Justement, Ségolène Royal. Sur le site La vie des idées, vous pouvez lire une tribune de Rémi Lefebvre. Rémi Lefebvre est professeur de sciences politiques et ses travaux portent sur les partis politiques et le PS en particulier, le métier politique, la démocratie participative et les campagnes électorales. Passionnant. L’article est long mais passionnant. Rémi Lefebvre revient sur le cheminement de Ségolène Royal durant la campagne électorale des présidentielles de 2007. Il y traite des notions d’opinions et de participations, de la confusion entre démocratie participative et démocratie d’opinion.
Extrait : “Communication se mêle à participation, interactivité à réactivité dans un usage qui relève du marketing. La démocratie participative, si on cherche à la clarifier conceptuellement, n’est pourtant ni réductible à la démocratie de proximité ni à la démocratie d’opinion. La démocratie de proximité est essentiellement micro-locale et centrée sur l’amélioration des interactions entre gouvernants et gouvernés. (…) La démocratie participative, faute de clarification, n’est souvent ainsi que « la continuation du marketing par d’autres citoyens ». Les responsables cherchent eux-mêmes à entretenir cette confusion et ces ambiguïtés en tirant les profits symboliques attachés à la « participation ».“
Poursuivons avec François Bayrou. Le président du Mouvement Démocrate affrontait hier le bureau exécutif de l’UDF. C’est l’occasion pour le journaliste Pierre-Luc Séguillon de rédiger une longue note sur le leader du MoDem. Je ne pensais pas un jour inciter à la lecture du blog de l’ancien rédacteur en chef de TF1 et aujourd’hui chroniqueur de LCI. Certes la mise en page des blogs de LCI sont toujours d’une laideur improbable. Mais le contenu vaut le détour. Le titre annonce la suite : “François Bayrou, touché… mais pas coulé!” Séguillon revient sur l’actualité, la volonté de l’Elysée de tuer Bayrou. Mais plus encore, Séguillon décrypte François Bayrou et explique pour François Bayrou ne doit être politiquement enterré : “en premier lieu, parce que le personnage possède une force de caractère peu commune. Loin de l’affaiblir, l’épreuve et les difficultés paraissent fortifier plus encore sa détermination et son ambition“.

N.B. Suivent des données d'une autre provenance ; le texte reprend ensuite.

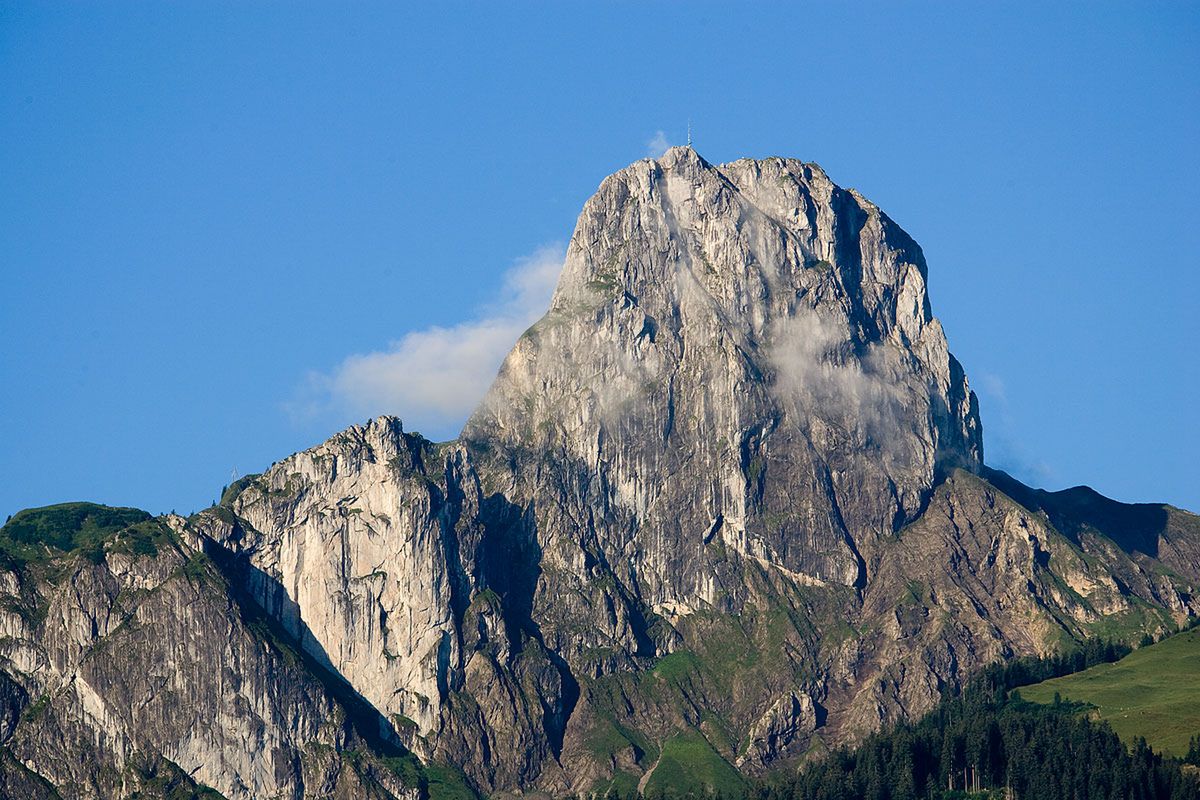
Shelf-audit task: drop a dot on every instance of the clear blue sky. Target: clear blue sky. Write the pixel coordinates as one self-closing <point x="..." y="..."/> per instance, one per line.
<point x="207" y="208"/>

Séguillon revient ensuite sur le capital dont pourra bénéficier Bayrou pour l’avenir : “il possède surtout la légitimé de celui qui, à l’inverse de ses deux compétiteurs de la campagne présidentielle, s’est refusé l’an passé à promettre la lune et a proposé un projet à la mesure des moyens réels du pays et compte tenu de sa situation financière délicate. Rendons à César ce qui revient à César! François Bayrou avait annoncé que les engagements inconsidérés de Nicolas Sarkozy conduiraient à la banqueroute. Les faits lui ont malheureusement donné raison“.

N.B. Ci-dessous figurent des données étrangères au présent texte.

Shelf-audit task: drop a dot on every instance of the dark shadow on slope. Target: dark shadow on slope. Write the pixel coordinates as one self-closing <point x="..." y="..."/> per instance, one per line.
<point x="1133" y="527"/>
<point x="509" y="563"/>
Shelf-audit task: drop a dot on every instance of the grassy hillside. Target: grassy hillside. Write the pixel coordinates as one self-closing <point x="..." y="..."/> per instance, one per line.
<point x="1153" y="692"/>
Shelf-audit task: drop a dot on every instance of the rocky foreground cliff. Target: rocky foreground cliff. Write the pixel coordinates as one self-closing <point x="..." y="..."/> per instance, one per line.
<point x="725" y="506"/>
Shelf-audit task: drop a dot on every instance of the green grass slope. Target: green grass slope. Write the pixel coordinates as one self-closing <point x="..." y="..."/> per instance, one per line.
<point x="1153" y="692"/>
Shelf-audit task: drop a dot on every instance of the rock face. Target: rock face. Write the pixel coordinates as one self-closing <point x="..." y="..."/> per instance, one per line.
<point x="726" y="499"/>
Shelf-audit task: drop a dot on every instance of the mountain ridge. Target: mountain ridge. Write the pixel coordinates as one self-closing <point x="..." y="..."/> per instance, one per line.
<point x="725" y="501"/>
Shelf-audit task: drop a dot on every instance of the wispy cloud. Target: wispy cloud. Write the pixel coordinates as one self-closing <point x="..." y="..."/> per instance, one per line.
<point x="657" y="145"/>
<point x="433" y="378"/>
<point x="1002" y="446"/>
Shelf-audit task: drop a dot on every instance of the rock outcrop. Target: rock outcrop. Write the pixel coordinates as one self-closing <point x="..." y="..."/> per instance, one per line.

Enfin, Pierre-Luc Séguillon développe ce qu’il appelle l’identité politique originale de Bayrou : “il se veut libéral et social. Il refuse à la fois l’Etat à tout faire des socialistes et la remise en cause du modèle social français opérée par la droite. Il est profondément européen et ne connaît sur le sujet ni la fracture qui traverse le PS ni les désaccords qui habitent l’UMP. Il a pris pour intitulé la démocratie et prône un mode de scrutin qui permette à l’ensemble des composantes et sensibilités politiques d’être représentées au parlement. Il se targue de progressisme, adversaire de tous les conservatismes qu’ils soient de droite ou de gauche mais hostile au changement pour le changement et à la perte des valeurs qui font la spécificité d’une nation“.

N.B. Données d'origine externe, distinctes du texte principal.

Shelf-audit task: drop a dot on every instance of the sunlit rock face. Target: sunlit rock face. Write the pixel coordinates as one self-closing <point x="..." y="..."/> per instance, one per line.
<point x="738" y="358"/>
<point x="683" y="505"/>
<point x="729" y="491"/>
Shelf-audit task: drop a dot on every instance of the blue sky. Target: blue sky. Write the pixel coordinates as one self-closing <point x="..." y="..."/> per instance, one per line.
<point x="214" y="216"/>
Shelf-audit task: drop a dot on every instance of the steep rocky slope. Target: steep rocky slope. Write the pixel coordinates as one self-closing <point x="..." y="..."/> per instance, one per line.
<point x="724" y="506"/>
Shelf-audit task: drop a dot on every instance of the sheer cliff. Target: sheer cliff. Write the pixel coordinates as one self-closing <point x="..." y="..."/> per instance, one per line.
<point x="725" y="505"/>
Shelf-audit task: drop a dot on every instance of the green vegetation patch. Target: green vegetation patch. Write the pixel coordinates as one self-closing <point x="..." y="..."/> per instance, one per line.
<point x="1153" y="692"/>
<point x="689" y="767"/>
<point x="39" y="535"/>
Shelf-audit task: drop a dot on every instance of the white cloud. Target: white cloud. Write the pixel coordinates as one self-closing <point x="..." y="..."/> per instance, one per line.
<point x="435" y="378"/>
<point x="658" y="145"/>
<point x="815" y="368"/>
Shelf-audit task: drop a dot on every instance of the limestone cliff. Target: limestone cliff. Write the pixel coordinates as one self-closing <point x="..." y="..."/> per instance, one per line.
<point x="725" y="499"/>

Dernier blog pour le moment. celui de Vincent Jauvert, grand reporter au Nouvel Observateur. Il analyse la visite du Pape Benoît XVI aux Etats-Unis dans une note dont le titre donne le ton : “Le pape en campagne (subliminale) pour McCain“.
Extrait : “En venant en Amérique plaider une fois encore contre l’avortement (thème politique majeur), Benoit XVI promeut évidemment la candidature de McCain. Pour une raison simple: parmi les trois prétendants, le sénateur de l’Arizona est le seul “pro-life”. Et puis, il est le candidat de Bush (après avoir été son pire ennemi). Voici donc le message subliminal du pape aux catholiques américains : moi, chef de l’Eglise, vient ici défendre le droit à l’avortement; je suis donc pour John McCain, qui est, d’ailleurs, soutenu par la Maison Blanche. Tout cela explique l’accueil exceptionnel que le président américain a réservé au souverain pontife. Geste rarissime, il l’a attendu au pied de son avion. Et, hier, il a organisé une garden party somptueuse dans les jardins de la Maison Blanche pour célébrer ses 81 printemps“.